To address this critical problem we developed a method named SPEER (specificity prediction using amino acids' properties, entropy and evolution rate) to distinguish specificity determining sites from others. SPEER encodes the conservation patterns of amino acid types using their physico-chemical properties and the heterogeneity of evolutionary changes between and within the subfamilies. To test the method, we compiled a test set containing 13 protein families with known specificity determining sites (the set of alignments together with the subfamily determinants can be obtained at ftp://ftp.ncbi.nih.gov/pub/chakraba/SPEER/). Extensive benchmarking by comparing the performance of SPEER with other specificity site prediction algorithms has shown that it performs better in predicting several categories of subfamily specific sites (10).

 

Algorithms of sequence alignment and fold recognition.

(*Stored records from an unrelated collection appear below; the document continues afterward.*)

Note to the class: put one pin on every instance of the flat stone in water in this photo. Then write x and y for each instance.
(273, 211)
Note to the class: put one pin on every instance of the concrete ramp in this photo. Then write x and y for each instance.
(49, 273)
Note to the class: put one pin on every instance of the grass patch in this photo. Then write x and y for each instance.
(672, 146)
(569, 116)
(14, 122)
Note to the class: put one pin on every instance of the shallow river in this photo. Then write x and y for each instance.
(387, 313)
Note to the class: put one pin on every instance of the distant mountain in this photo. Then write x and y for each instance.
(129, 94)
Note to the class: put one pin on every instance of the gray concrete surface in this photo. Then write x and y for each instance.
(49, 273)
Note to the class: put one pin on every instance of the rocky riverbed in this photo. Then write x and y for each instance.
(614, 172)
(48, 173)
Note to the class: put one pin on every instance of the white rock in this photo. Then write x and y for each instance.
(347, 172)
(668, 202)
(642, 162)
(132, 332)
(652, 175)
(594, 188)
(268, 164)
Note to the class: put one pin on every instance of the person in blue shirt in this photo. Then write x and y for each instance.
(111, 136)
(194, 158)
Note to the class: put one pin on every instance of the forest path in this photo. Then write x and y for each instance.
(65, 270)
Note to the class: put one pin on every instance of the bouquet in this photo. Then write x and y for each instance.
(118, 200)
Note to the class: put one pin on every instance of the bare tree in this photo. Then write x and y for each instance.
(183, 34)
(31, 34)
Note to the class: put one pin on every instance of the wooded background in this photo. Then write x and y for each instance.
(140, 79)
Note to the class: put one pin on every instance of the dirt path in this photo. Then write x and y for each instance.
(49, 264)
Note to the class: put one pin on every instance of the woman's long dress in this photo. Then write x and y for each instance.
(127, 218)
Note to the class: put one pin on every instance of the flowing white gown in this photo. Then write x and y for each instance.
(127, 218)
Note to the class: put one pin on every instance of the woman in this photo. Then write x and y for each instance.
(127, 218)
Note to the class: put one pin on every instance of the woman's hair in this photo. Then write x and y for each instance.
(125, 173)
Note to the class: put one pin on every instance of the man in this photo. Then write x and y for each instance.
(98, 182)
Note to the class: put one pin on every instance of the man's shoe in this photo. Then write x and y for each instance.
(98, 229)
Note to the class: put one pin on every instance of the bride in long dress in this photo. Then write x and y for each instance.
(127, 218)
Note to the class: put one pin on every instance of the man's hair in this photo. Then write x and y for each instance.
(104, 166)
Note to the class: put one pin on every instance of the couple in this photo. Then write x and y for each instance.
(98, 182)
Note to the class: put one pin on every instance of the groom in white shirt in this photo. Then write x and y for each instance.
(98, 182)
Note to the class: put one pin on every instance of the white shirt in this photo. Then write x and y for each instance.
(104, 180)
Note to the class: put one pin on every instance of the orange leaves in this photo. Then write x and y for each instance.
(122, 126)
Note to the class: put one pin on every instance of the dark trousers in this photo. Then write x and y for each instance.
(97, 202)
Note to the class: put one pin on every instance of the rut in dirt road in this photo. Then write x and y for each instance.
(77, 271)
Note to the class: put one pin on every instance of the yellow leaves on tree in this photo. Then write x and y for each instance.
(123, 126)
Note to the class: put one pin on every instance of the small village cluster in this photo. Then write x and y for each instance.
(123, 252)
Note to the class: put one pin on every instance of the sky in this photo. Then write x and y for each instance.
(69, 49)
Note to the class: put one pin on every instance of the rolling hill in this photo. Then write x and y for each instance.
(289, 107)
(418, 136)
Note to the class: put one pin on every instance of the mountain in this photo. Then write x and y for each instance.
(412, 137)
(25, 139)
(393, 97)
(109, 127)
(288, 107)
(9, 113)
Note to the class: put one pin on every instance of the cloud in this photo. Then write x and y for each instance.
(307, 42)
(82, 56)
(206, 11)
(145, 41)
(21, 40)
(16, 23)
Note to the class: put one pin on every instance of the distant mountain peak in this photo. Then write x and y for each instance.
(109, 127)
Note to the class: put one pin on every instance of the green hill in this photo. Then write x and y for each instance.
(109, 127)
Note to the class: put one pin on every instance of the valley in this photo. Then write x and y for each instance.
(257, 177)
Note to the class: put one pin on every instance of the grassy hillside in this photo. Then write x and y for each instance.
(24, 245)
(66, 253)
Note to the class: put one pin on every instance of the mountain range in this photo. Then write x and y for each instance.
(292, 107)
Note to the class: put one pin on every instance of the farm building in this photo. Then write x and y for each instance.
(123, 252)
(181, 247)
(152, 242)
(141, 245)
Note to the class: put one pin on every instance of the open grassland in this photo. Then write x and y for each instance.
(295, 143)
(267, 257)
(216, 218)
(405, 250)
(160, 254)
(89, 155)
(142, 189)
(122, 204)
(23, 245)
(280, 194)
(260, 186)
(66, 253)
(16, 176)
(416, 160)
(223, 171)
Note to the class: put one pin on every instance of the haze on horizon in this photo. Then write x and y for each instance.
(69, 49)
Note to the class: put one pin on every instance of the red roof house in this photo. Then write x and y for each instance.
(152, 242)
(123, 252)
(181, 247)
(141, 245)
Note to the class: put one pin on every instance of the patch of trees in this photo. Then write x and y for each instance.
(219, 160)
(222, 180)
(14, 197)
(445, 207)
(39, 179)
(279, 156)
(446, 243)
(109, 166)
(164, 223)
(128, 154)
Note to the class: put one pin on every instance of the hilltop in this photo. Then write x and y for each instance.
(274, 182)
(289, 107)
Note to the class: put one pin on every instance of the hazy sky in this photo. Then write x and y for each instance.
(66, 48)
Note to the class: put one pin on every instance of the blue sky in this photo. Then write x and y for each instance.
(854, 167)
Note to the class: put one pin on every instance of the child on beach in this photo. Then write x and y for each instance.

Pairwise sequence alignment methods may fail to detect distant evolutionary relationships in the twilight zone of sequence similarity whereas methods based on the analysis of the residue conservation patterns in multiple sequence alignments have proved very powerful in this respect. Moreover algorithms of protein structure prediction and fold recognition may recognize even more remote evolutionary relationships that are not detectable by sequence comparison alone.

 

We develop algorithms of sequence alignment

which score the sequence and structure conservation within protein families (PSSM-based protein threading 11,12) algorithms which find an optimal alignment between two sequence profiles (profile-profile alignment algorithm,13)

 

 

and refine the existing multiple sequence alignments by retaining the structural and functional information embedded in the protein family model (14). Realignment of each sequence can correct misalignments between a given sequence and the rest of the profile and at the same time preserves the family's overall block model. Large-scale benchmarking studies showed a noticeable improvement of alignment after refinement.